Amanda Mann, an aesthetician and the proprietor of a downtown Bolinas business since 2016, let go of her indoor space after months of regulators waffling over whether and how to reopen personal services. As of late July, only hairdressers are allowed in Marin, and only outdoors. At the end of June, Ms. Mann, an Oakland native who moved to Bolinas to raise her children, stopped renting the day spa, where she and her six employees and three others offered skincare, massage therapy, haircuts and acupuncture. Ms.

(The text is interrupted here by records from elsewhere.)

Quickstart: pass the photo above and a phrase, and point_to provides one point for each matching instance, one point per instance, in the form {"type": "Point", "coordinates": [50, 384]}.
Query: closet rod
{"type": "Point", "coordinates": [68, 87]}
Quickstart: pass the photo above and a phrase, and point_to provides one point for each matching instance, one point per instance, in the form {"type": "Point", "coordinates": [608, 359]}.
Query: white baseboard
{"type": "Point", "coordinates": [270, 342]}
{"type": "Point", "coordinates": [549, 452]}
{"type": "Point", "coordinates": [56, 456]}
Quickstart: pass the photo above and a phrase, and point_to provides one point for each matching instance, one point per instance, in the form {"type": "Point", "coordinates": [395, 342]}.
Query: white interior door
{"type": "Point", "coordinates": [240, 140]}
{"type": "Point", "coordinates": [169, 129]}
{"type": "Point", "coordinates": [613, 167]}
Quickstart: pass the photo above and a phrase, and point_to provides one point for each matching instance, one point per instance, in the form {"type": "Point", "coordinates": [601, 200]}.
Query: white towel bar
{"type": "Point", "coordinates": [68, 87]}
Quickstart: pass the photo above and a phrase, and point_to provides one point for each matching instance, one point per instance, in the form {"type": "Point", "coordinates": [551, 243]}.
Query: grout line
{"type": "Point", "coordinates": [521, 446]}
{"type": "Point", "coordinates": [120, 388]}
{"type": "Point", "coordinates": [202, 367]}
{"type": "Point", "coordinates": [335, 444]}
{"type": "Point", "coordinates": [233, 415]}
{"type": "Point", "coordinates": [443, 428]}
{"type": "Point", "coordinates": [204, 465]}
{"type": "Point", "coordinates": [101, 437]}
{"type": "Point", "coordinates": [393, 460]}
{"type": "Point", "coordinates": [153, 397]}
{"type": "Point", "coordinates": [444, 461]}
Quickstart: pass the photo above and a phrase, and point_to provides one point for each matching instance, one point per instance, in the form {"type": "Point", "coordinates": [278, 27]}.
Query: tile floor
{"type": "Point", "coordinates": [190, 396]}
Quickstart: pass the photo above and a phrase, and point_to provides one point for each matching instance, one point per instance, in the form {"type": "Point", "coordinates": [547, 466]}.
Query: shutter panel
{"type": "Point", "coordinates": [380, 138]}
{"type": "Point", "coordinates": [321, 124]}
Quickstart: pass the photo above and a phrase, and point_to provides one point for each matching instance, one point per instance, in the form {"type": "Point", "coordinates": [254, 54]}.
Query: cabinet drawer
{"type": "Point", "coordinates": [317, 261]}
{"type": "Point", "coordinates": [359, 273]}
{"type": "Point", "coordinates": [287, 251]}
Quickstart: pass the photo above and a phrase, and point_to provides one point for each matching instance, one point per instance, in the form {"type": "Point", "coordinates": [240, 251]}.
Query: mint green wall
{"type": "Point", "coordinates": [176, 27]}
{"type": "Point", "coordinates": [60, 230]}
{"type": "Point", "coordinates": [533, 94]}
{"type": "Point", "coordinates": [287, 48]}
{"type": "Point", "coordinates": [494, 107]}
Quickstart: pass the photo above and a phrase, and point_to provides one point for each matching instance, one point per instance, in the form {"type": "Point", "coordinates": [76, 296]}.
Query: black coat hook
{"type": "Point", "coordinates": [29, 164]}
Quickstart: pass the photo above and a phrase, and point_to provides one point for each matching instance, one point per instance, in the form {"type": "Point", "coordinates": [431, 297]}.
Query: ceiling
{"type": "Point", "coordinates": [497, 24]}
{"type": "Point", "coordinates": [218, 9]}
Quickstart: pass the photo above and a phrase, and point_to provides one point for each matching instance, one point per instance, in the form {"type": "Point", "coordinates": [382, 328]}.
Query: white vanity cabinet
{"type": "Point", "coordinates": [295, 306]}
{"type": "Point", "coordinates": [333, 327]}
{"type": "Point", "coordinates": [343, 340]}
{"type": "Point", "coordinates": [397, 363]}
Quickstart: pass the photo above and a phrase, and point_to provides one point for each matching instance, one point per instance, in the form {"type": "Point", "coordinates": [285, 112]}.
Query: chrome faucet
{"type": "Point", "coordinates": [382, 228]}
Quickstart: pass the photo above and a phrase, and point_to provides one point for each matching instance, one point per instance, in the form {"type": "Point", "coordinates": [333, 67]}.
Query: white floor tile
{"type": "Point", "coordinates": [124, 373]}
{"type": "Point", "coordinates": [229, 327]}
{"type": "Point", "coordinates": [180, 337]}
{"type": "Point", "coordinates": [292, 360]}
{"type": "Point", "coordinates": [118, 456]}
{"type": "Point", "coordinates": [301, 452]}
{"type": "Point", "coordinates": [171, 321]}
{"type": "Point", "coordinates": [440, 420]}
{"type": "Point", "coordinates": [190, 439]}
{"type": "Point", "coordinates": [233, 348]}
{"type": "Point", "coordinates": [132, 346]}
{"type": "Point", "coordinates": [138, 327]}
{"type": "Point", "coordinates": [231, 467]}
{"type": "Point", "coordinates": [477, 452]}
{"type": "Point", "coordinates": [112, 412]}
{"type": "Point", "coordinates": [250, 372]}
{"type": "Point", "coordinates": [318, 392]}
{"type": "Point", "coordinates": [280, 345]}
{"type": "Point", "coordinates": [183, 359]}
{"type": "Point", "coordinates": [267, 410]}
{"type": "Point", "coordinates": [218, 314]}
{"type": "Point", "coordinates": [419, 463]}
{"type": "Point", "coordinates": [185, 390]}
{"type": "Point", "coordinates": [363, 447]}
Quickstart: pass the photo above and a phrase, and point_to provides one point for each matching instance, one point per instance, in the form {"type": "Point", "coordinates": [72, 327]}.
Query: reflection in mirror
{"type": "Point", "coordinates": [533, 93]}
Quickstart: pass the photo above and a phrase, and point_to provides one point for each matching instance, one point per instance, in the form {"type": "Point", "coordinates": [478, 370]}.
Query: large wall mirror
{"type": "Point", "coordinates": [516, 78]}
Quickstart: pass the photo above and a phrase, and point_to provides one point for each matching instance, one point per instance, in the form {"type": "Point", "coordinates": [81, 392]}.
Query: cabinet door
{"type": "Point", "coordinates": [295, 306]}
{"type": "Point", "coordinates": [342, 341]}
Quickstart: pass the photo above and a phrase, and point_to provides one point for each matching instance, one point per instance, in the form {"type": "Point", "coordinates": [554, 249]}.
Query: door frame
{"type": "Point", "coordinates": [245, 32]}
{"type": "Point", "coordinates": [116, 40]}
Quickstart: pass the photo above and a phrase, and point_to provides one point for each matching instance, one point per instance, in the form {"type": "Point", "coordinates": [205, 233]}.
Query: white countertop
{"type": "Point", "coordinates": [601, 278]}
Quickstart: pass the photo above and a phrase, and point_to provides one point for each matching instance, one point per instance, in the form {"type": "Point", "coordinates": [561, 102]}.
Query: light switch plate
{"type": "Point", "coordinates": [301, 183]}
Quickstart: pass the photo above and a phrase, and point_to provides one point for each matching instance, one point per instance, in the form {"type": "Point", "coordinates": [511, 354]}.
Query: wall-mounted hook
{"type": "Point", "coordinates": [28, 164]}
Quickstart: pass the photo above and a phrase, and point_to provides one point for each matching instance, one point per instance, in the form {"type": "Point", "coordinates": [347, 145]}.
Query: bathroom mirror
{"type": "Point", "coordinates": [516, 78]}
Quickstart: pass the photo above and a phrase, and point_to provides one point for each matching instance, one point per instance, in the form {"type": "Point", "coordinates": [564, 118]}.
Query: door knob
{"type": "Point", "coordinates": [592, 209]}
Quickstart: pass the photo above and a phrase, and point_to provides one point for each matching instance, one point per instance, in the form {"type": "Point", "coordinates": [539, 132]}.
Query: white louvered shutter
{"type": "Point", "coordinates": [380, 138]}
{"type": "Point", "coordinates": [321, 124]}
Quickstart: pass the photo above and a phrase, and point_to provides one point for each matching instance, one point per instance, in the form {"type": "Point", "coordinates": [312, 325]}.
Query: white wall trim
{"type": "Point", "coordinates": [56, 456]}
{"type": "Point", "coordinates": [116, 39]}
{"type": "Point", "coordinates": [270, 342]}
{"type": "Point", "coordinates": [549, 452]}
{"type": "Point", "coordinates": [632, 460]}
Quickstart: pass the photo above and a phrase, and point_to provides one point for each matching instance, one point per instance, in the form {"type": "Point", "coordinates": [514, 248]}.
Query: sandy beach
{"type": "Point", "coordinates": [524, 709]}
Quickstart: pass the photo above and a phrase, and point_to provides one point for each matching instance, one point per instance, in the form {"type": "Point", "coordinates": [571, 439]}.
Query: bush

Mann said her customers have made clear that they remain interested in her services. “People are texting and calling me and emailing me, ‘When can I get a facial?’ They say they will get a test, and that they will only breathe out of their nose.” She continued, “For some people, that was the only time they ever got touched, they ever got that kind of healing.” Ms. Mann, who received federal assistance to continue her business, is still selling a host of skincare products online; she produces them locally at a lab in Marin and sells them at a variety of local stores, including the Palace Market and Good Earth. She makes her own cleansers, sanitizers, masks, creams, serums, oils, sunscreens and makeup with organic ingredients and without GMOs, parabens, synthetic scents or dyes. “I’m so grateful to have my product line, and I’m focusing on promoting them online: That’s a whole new industry to break through, considering that before my customers were the clients I already had,” she said. As far as resuming her practice outdoors once Marin allows it, she said she is looking into new locations should that become an option. “I would say I’m nervous,” she admitted. “There is still so much we don’t know about asymptomatic carriers, and I have older parents that I’m spending time with. I try to be as safe as I can.” Her father, a dentist, gave her guidance on best practices. To give a facial, she said, she wouldn’t hesitate to wear a N-95, a cloth mask and a face shield all at once. “The industry is going to have to change,” she said. “I think now I’m going to have to educate people on how to do their own facials at home.”